Security guards go unpaid but stay at federal posts

March 24, 2008
Guards, former employees of now-bankrupt USProtect, staying at San Diego's federal facilities

Even though their paychecks bounced and the company that employed them is in bankruptcy, private security guards continue to work at federal facilities around San Diego.

"We kept all these buildings open," said Robert Nowosielski, president of the union chapter representing 112 guards in San Diego.

The guards had worked for USProtect Inc. Nowosielski said he hopes the company that picked up the contract, Paragon Systems Inc., will help workers with back pay.

"I have a $1,600 check that's worthless," he said.

The bankruptcy proceedings follow a company executive's admission that he bribed a federal official to obtain the security-guard contract.

Nowosielski's union, Local 52 of the United Government Security Officers of America, has tussled with USProtect in the past: once over the cancellation of a contract at buildings at border crossings, and another time over back pay.

But when paychecks started bouncing, Nowosielski said he knew "there's something dirty here somewhere."

USProtect collected more than $180 million in federal contracts since 2000 by providing guards at federal courthouses, Social Security offices and the Walter Reed Army Institute of Research.

Its guards worked at the federal building in downtown San Diego, but not at the adjacent federal courthouse.

Federal prosecutors say USProtect shouldn't have received the $50 million San Diego contract in the first place because it was outbid by another company by more than $10 million.

USProtect's founder, Michael Holiday, 50, of Silver Spring, Md., said in a plea agreement that he gave thousands of dollars in cash to a federal official and paid for a Caribbean cruise in exchange for the contract guarding federal buildings in San Diego and nearby counties.

Holiday told federal agents of the fraud after he was caught sending child pornography to an undercover officer in an Internet sting.

He now faces 20 years in prison, as does Dessie Nelson, 65, of Oakland, the San Francisco-based official of the General Services Administration who admitted bypassing cheaper bids in order to give USProtect the contract.

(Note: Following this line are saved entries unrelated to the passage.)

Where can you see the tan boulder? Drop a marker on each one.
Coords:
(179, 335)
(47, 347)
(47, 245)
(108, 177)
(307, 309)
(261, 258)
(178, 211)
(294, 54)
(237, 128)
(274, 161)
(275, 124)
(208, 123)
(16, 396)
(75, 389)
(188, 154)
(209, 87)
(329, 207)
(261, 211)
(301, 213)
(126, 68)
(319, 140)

A message on the main number for USProtect's Maryland headquarters said the company ceased operations Monday.

The company entered bankruptcy proceedings Sunday after federal prosecutors in Baltimore moved to seize $6.9 million, two Florida homes and a boat from executives who pleaded guilty to bribery and other charges.

Wachovia Bank, which said it was owed $15.2 million by the company, filed the bankruptcy petition after recalling loans and refusing to honor payroll checks for lack of funds.

In a court filing Monday, Wachovia said that Lisa Hudec, USProtect's owner, took out more than $4.8 million in loans and paid herself more than $5 million in salary in the first nine months of 2007, compared with $384,615 in the same period in 2006.

Efforts to reach Hudec were unsuccessful. In its filing, Wachovia said she was sick at home.

Her husband, USProtect's former chief operational officer, Richard Hudec, pleaded guilty in November to tax evasion and lying to the federal government when he failed to disclose prior convictions. He faces five years in prison at a sentencing scheduled for March 31.